Akan tetapi, benarkah ia sempurna? Karena ….
Kisah hidupnya terlalu pilu.
Ayahnya pergi sejak ia masih kecil. Hidup dengan kakek dan ibu sebagai rakyat miskin di sebuah desa terpencil. Dirundung, dikalahkan pada setiap kesempatan yang bisa membuatnya bersinar.
Kehilangan kakek di saat masih remaja. Satu-satunya sosok yang paling mendekati seorang ayah baginya. Tak lama setelah kehilangan sang kakek, ibunya terkena penyakit paru-paru akibat kelelahan bekerja dan tidak kuat menghadapi musim dingin panjang.
Jauh dari pusat kesehatan, jauh dari memiliki biaya untuk bisa berobat secara layak, ia harus menerima kenyataan bahwa sang bunda meninggal di rumah yang telah membesarkannya.
Ketika ia akhirnya menemukan keluarga besarnya yang hilang, yaitu keluarga Mancini, status sosialnya mulai meningkat. Sang paman bernama Michael Mancini adalah orang terkaya di Eropa.
Dalam sekejap dari yang tidak memiliki apa pun, dari yang dilupakan oleh dunia, sekarang ia dikejar-kejar oleh dunia.
Lalu, apakah kepiluannya berakhir? Tentu saja tidak ….
Jatuh cinta pada seorang wanita bernama Jessica Bailey yang -dikira- telah ditinggal mati oleh sang suami. Hanya untuk menemukan suami tersebut masih hidup dan dialah yang membawanya pulang. Membuatnya harus kehilangan cinta pertama yang benar-benar dirasa bisa mengisi kekosongan dalam jiwa.

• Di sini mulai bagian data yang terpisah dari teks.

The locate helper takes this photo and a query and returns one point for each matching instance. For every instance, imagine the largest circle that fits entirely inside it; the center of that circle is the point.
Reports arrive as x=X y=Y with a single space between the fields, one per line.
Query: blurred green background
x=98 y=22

Tak apa, kata mereka gugur satu tumbuh seribu.
Kembali jatuh cinta pada seorang wanita bernama Miley Cang. Tak lain adalah anak pungut yang diambil oleh ayah kandungnya. Hanya untuk menyaksikan tragedi mengerikan di depan mata, kembali membuatnya hancur sehancur-hancurnya.
Ayah kandung yang hilang mendadak kembali bersama dua orang adik tiri. Bukan keluarga yang ia dapat, melainkan permusuhan baru karena sang ayah memiliki dendam tersendiri pada keluarga pamannya, yaitu keluarga Mancini.
Kala ia tidak mau mengkhianati keluarga Mancini yang sudah merangkul dan menarik dari lumpur ketika dunia melupakakan keberadaannya, sang ayah mengamuk, menuduhnya pengkhianat, bahkan berniat membunuhnya.
Untung saja semesta masih berpihak padanya. Alam membuat Miley Cang jatuh cinta padanya hingga menyelamatkan sang Tuan Muda dari kematian. Akan tetapi, perbuatan itu membuat wanita cantik tersebut berakhir dengan cap pengkhianat.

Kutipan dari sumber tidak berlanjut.